The flowering of A. thaliana is induced by four previously known factors and stress, and these factors function through the activation of FT expression. This suggests that the FT homolog could be involved in stress-induced flowering in other plants. Two orthologs of FT, PnFT1 and PnFT2, have been identified in P. nil, and these genes are expressed under inductive short-day conditions to promote flowering (Hayama et al. 2007). Therefore, the expression of PnFT genes in response to poor-nutrition stress conditions was examined. P. nil Violet was induced to flower by growth in tap water, the cotyledons and true leaves of these plants were collected, and the expression of PnFT1 and PnFT2 was examined by RT-PCR (Wada et al. 2010a; Yamada 2011). The expression of PnFT1 and PnFT2 was induced in cotyledons by a single short-day treatment, but neither gene was expressed without the short-day treatment. The expression of PnFT2 was induced in the cotyledons and true leaves of plants grown under the poor-nutrition conditions for two weeks or longer. The level of mRNA expression was closely correlated with the flowering response. Only weak PnFT2 expression was detected in the true leaves of plants grown under non-stress conditions for three weeks. On the other hand, PnFT1 was not expressed in the cotyledons or true leaves regardless of nutritional conditions. These results suggest that PnFT2, but not PnFT1, is involved in the poor-nutrition stress-induced flowering of P. nil. PnFT2 is involved in both photoperiodic flowering and stress-induced flowering, whereas PnFT1 is involved only in photoperiodic flowering. The two PnFT genes might have different roles in the regulation of flowering depending on the inductive cue.
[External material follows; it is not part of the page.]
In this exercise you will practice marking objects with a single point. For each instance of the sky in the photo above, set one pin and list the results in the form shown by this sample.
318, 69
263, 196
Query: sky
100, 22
It is also possible that the essential gene for flowering is PnFT2 and that PnFT1 expression is induced only by short-day treatment and redundantly enhances the activity of PnFT2. SA might induce the expression of PnFT2, or the product of PnFT2 might induce the expression of genes involved in the biosynthesis of, response to or signal transduction of SA.
Concluding remarks
 It is apparent that plants can flower in response to several stress conditions. Constantly exposed to stresses that have negative effects on growth and development, plants establish protection and adaptation strategies to minimize stress influences. However, the protection or adaptation mechanism may not be sufficient if the stress is too severe. Precocious flowering may assist in species preservation under such conditions. Thus, stress-induced flowering can be considered an ultimate adaptation to stress and should be considered a central component, along with tolerance, resistance and avoidance, of stress physiology.